FEBRUARY + MARCH, 2007

John Anderson Skygates
John Anderson Skygates at Burlington International Airport

If you have traveled to or from Burlington by air you will be familiar with the colorful and intricate skylight murals created by visionary Burlington architect, John Anderson.

As you drive or walk through Burlington, you will see many of Anderson's gorgeous buildings. The Champlain Chocolate Factory (both of them); The Wing Building; The Firehouse Center For The Visual Arts, The Department of Nutriton and Food Sciences UVM, and Magic Hat Brewery are among his better known works.

Anderson is also an artist and pine street art works showed his Full Scale Drawings in February and March. The small scale of the images here cannot do justice to the exhilirating impact of seeing these works in person.

John Anderson Doorway
Doorway, drawing by John Anderson

John Anderson writes about his drawings:

The Full Scale Drawings were made over a 4 year period, 1998 to 2002, to respond to a desire I had to work at a larger scale, off the drawing
board, a scale that affected space itself, the space between the viewer
and the work. The series became a precursor to the even larger
architectural murals I completed between 2000 and 2005 The Full Scale Drawings led then to projects that defined, even created, fully three dimensional architectural space.

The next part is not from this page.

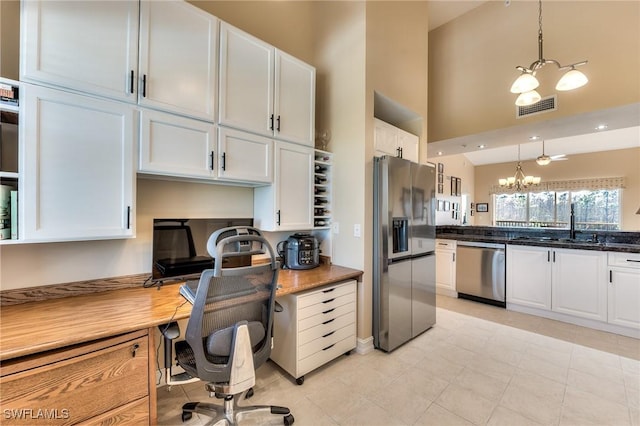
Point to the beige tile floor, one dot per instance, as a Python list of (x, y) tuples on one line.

They represent a transition from making space as an architect to making
space as an artist (even as I discovered that the two approaches are
really the same thing).

Bridge, drawing by John Anderson
Bridge, drawing by John Anderson

These drawings are created with mixed media on 140# cold pressed paper.
The media include graphite, charcoal, colored pencil, lumber crayon,
snapped chalk line, masking tape, water color, dry pigment, roofing
tar, brick dust, concrete dust and rust. "Full Scale" in the title of
these drawings refers to the following: First, they are generally life
size drawings of objects and architectural materials. Second, the sizes
of the images are related to the scale of the human viewer. Third, this
scale relationship allows the drawings to engage the viewer directly
and viscerally, creating a real spatial interaction in real time. The
combinations of media, which vary from drawing to drawing, relate to
architectural construction in two ways. The media include those
actually used during construction by carpenters as they recreate the
architect's drawings at full scale with lumber crayon, carpenter's
pencil, chalk line and tape. Also, the media sometimes include
materials found in the construction of architecture such as brick dust
and roofing tar. The scale and treatment of the drawings allows them to
be appreciated from a long distance, but they also have fine and
surprising detail which rewards close inspection. The drawings are
unframed and usually are hung by being pinned or nailed to a wall, but
some have been successfully hung in shadow box type frames.